Nach OVG-Urteil zum Luftreinhalteplan: »Jahnplatz-Umgestaltung bringt uns weit nach vorne«
Fahrverbote: »Stadt auf der sicheren Seite«

Bielefeld (WB/bp). Nach dem Urteil des Oberverwaltungsgerichts (OVG) Münster zum Thema Diesel-Fahrtverbote in Aachen sieht sich die Stadt Bielefeld auf der sicheren Seite. Ein Diesel-Fahrverbot sieht Umweltsamtsleiter Martin Wörmann nicht. »Das wäre unverhältnismäßig. Schließlich ist die Belastung durch Stickstoffdioxid auf dem Jahnplatz von 47 auf 41 Mikrogramm pro Kubikmeter Luft gesunken«, sagt er

Freitag, 02.08.2019, 06:00 Uhr
Bielefeld liegt auf dem Jahnplatz mit 41 Mikrogramm pro Kubikmeter Luft knapp über dem Stickoxid-Grenzwert. Foto: Oliver Schwabe

Das OVG hat auf Grund einer Klage der Deutschen Umwelthilfe den Luftreinhalteplan der Stadt Aachen für rechtswidrig erklärt. Der Luftreinhalteplan beruhe auf veralteten Daten, muss überarbeitet, auch mögliche Diesel-Fahrverbote berücksichtigt werden. Die Stadt Bielefeld wurde in gleicher Sache von der Deutschen Umwelthilfe verklagt, die Klage ist noch anhängig, einen Verhandlungstermin gibt es noch nicht.
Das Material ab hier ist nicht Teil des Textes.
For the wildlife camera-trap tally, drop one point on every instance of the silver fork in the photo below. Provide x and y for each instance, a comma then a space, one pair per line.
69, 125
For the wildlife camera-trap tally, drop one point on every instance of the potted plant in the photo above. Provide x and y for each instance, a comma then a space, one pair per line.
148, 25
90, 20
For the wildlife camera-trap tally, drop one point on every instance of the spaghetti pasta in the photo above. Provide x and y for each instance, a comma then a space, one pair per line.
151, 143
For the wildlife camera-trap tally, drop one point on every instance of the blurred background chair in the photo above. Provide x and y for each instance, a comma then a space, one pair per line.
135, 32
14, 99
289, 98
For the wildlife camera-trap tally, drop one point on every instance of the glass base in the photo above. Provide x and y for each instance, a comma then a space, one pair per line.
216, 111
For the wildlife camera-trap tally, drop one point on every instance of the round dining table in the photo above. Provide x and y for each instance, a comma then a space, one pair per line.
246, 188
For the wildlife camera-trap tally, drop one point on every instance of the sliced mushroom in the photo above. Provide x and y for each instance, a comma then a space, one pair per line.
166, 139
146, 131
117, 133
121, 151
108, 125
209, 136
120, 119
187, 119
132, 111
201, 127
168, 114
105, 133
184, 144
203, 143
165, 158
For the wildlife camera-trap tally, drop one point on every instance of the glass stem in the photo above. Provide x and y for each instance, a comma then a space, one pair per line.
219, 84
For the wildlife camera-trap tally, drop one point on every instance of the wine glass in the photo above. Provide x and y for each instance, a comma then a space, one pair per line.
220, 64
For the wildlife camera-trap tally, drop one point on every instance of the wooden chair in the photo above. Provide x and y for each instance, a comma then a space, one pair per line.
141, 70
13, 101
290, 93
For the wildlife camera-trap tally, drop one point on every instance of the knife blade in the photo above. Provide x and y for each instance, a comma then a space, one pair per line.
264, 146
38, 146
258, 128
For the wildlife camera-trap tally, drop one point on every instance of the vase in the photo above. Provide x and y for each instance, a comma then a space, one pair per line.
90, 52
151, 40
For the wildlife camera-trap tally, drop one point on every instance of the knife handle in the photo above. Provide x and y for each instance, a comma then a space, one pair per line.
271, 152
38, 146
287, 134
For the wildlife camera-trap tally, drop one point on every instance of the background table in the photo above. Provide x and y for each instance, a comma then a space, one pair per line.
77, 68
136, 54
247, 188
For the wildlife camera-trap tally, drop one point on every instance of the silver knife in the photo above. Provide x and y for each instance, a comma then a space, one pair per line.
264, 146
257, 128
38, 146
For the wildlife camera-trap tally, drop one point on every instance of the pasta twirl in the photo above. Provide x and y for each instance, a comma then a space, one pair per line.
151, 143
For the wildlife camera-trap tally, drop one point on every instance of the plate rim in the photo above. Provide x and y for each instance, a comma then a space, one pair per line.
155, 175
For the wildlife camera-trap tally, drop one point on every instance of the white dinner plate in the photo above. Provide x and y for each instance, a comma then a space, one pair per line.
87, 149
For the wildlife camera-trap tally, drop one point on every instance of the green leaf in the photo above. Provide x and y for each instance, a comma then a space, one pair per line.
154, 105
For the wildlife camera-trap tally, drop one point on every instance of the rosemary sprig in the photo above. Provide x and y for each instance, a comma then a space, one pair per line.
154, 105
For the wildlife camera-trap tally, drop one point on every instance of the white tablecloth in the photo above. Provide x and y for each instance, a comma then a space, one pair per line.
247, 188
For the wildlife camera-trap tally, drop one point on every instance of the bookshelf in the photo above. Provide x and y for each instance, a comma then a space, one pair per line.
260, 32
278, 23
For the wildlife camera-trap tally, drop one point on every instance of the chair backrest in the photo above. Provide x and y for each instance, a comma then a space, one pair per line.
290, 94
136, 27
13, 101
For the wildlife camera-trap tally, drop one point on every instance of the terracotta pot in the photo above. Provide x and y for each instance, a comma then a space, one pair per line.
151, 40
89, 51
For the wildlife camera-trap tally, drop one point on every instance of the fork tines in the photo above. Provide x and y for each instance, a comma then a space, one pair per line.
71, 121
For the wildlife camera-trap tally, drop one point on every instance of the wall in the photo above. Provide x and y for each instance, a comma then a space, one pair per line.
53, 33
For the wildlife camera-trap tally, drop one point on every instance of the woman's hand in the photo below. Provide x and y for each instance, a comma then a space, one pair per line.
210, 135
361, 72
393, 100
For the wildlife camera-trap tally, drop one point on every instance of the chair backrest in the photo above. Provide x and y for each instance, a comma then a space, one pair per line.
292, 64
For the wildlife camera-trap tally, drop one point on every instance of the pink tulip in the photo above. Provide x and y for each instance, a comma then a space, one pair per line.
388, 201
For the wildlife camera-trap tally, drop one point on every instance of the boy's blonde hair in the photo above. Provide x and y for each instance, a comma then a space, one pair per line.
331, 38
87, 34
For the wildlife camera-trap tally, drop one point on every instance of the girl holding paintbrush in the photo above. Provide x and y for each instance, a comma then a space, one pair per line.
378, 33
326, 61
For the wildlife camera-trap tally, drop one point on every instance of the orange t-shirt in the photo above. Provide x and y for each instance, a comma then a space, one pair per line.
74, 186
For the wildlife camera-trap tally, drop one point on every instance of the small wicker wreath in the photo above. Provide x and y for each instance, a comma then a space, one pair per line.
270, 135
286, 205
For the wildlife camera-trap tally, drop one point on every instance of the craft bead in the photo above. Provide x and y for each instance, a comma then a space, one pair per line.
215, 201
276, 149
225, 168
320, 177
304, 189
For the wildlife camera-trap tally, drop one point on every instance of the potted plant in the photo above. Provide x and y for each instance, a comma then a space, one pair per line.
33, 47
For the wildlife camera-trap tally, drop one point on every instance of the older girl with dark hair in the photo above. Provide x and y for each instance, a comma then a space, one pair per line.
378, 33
Bielefeld liege mit den Werten auf dem Jahnplatz damit zwar noch geringfügig über dem Grenzwert von 40. In Bielefeld stehe aber mit der Umgestaltung des Jahnplatzes eine Maßnahme an, die »uns weit nach vorne bringt«, meint Wörmann. Schon der Verkehrsversuch Jahnplatz habe zu einer Reduzierung des Verkehrs mit 35 Prozent weniger Autos beigetragen.
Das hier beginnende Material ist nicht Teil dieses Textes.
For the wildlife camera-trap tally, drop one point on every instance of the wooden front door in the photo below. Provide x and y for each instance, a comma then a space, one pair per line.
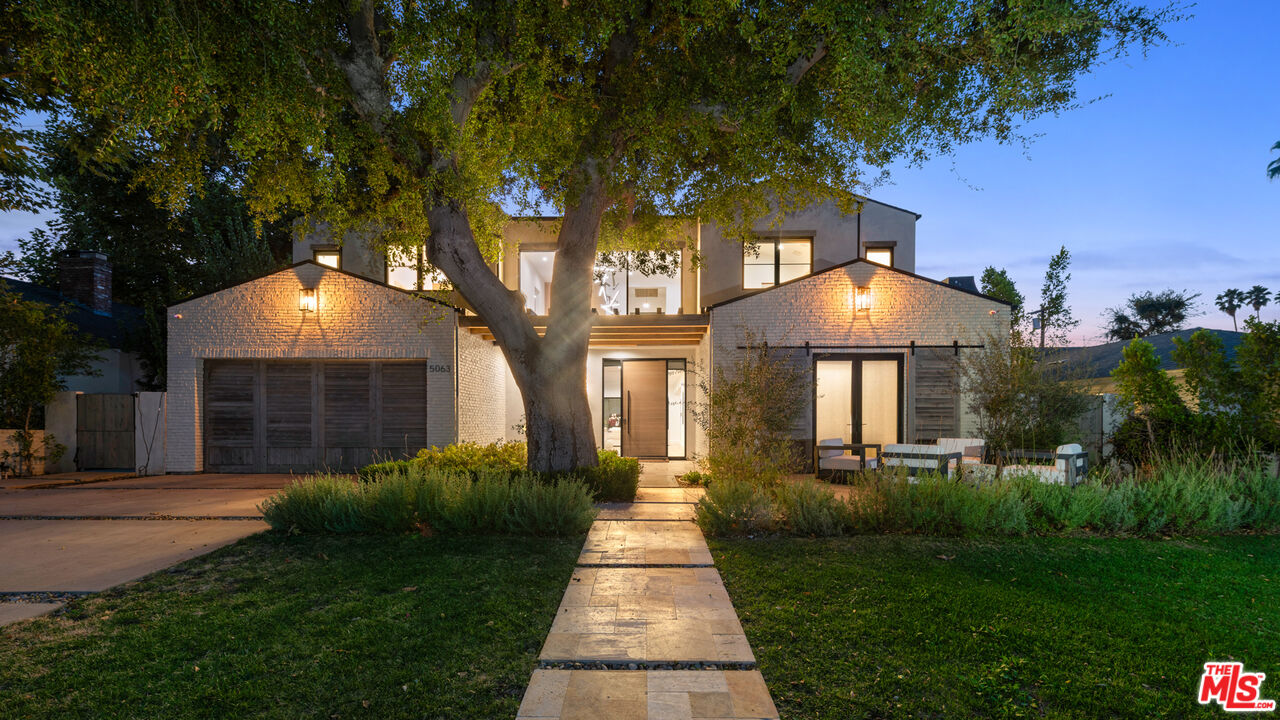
644, 408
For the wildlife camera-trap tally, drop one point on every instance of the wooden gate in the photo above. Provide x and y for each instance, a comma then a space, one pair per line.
104, 432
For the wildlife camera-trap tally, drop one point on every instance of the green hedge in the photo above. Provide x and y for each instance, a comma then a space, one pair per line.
615, 479
1183, 497
428, 501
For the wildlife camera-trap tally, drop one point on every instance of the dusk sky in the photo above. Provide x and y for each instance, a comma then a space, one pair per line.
1159, 185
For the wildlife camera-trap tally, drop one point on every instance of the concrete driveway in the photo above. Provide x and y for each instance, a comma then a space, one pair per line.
85, 537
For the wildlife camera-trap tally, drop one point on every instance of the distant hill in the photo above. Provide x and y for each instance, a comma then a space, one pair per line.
1098, 360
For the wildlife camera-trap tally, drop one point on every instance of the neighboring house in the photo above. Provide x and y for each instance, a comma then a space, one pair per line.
85, 290
338, 359
1093, 364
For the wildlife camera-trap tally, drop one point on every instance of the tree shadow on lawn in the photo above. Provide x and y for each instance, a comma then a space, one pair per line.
293, 627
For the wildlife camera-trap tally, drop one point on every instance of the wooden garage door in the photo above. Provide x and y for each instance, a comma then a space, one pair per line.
277, 417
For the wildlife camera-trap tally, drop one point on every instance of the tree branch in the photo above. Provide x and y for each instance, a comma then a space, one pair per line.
801, 65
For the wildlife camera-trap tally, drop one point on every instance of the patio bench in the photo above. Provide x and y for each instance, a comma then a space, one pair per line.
915, 458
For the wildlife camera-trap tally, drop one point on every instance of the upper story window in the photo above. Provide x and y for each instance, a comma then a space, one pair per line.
881, 255
776, 261
406, 269
328, 255
622, 285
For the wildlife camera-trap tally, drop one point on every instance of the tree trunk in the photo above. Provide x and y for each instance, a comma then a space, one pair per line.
549, 370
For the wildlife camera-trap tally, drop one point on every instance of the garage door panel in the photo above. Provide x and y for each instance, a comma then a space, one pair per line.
312, 414
403, 408
288, 405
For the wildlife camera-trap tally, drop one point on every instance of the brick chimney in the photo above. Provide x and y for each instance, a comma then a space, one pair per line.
86, 277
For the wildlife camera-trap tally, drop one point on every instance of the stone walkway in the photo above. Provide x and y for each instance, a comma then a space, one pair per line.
645, 629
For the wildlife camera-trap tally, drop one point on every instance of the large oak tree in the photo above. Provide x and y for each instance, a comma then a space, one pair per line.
425, 118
30 Maßnahmen für sauberere Luft

Der neue Luftreinhalteplan, aufgestellt von der Bezirksregierung, werde voraussichtlich im Herbst rechtskräftig, sagt Wörmann. Er enthalte allein 30 Maßnahmen für sauberere Luft. Diese Maßnahmen reichen eben vom verkehrsreduzierten Jahnplatz über Parkraummanagement und mehr Fahrradabstellmöglichkeiten bis hin zur »urbanen Logistik« und E-Sharing-Angeboten. Die Stickoxidbelastung würde inzwischen an allen Bielefelder Messstationen unter dem Grenzwert liegen: an der Detmolder Straße bei 33 Mikrogramm pro Kubikmeter Luft, an der Stapenhorststraße bei 37 und an der sogenannten Hintergrundmessstelle Hermann-Delius-Straße bei 23.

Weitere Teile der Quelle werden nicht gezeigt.